RDC clears path for closing on Trades District hotel real estate deal, project history reviewed
Bloomington’s RDC prepared for a final procedural step toward closing on a Trades District hotel site, authorizing officials to sign documents through April 10. The routine move comes as a 160-room project, approved earlier this year, advances toward a $1.2M closing.

Bloomington’s redevelopment commission on Monday (March 16) took what appears to be its final procedural step before closing on the sale of city-owned vacant land for a long-planned hotel in the Trades District.
Commissioners approved a short-term resolution authorizing designated officials to sign closing documents on the commission’s behalf—a move framed by corporation counsel Margie Rice as a technical requirement to satisfy the title company and avoid delays if specific officers are unavailable.
The authorization, originally set to expire March 31, was extended to April 10 at the meeting to provide a cushion around the anticipated closing date.

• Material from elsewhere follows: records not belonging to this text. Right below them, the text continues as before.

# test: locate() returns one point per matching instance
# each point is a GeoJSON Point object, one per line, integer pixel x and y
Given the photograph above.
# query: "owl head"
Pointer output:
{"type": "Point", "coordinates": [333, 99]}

The measure allows the RDC’s president, vice president or secretary to execute documents, with executive director Anna Killion-Hanson also included as a backup.
Rice described the resolution as “short-lived” and procedural—“something in writing [the title company] can rely on”—with no independent policy significance.
But the brief item was a chance to recount some of the history of the project. The initial agreement was approved in November 2024, which at the time included Pure Development as a party. When that agreement expired without a closing, a revised agreement for the $1.2-million purchase was given a greenlight by the RDC in June 2025.
On Monday, RDC member Randy Cassady zeroed in on wording in the resolution recounting the project’s earlier agreements, which included Pure Development as a partner alongside Alluinn IU.
Cassady said his understanding was that Alluinn is no longer working with Pure, and he asked whether including the firm in the resolution’s recitation of background could create complications, given that a different entity is now expected to complete the deal. Rice said it would not.
The “whereas” clauses, Rice said, are descriptive rather than operative—providing historical context but carrying no legal effect. What matters, she said, is the resolution’s final section, which delegates authority to sign closing documents.
“The ‘whereases’ are not binding,” Rice told commissioners, adding that the description of prior agreements remains factually accurate, even if the development team has changed. Cassady indicated he was satisfied with that explanation.
It was in mid-January this year, when Bloomington’s plan commission approved the hotel’s site plan for a roughly 1.5-acre parcel bounded by Maker Way, 10th Street, Madison Street and Rogers Street.
Because the property is zoned mixed-use downtown—Showers Technology (MD-ST), where hotels are permitted, the commission’s role was limited to reviewing the site plan rather than rezoning.
Plans call for a four-story, full-service boutique hotel with roughly 160 to 170 rooms, about 5,000 square feet of meeting space, ground-floor restaurant and retail uses, and a rooftop bar and patio. The building’s lower level would feature masonry and glass with limestone accents, with upper stories clad in glass and metal panels.
No on-site parking is proposed. Instead, guests would rely on the city-owned garage across Rogers Street. During the hearing, CEO of The Mill, John Fernandez, said the project would purchase a block of parking permits at market rates under an agreement with the RDC. The Mill is involved, because of its contract with the RDC for promotion and development of the Trades District, which a 12-acre portion of a larger area that forms Bloomington's certified technology park.
Fernandez said the hotel would complement the garage’s existing demand patterns—adding overnight use to a facility that is more heavily used during the day—and would help support multi-day business activity tied to the Trades District and The Mill.
Several design elements had already been addressed through variances granted by the Board of Zoning Appeals, including relief from façade stepback requirements and the city’s minimum landscape-area standard, replaced by a combination of plaza space and green roof features.
The plan commission approved the project with 11 conditions, covering utility approvals, lighting plans, public infrastructure improvements and coordination with Bloomington Transit on a potential bus stop.
That transit condition drew some discussion. Dustin Eggink, with Ratio Architects, raised concerns about placing a bus shelter directly adjacent to the hotel’s main frontage, while Fernandez questioned the practice of attaching open-ended requirements dependent on decisions by other agencies—in this case, Bloomington Transit. Plan commissioners ultimately left the condition intact.
Before the site plan was considered by the plan commission, Bloomington’s city council had approved the vacation of an alley in May 2025, on a 7–1 vote, to accommodate the footprint of the hotel.
The alley was a platted, but has not ever functioned as an alley. Dissenting on that vote was councilmember Matt Flaherty, who contended that the Trades District should have been platted with a full grid of alleys.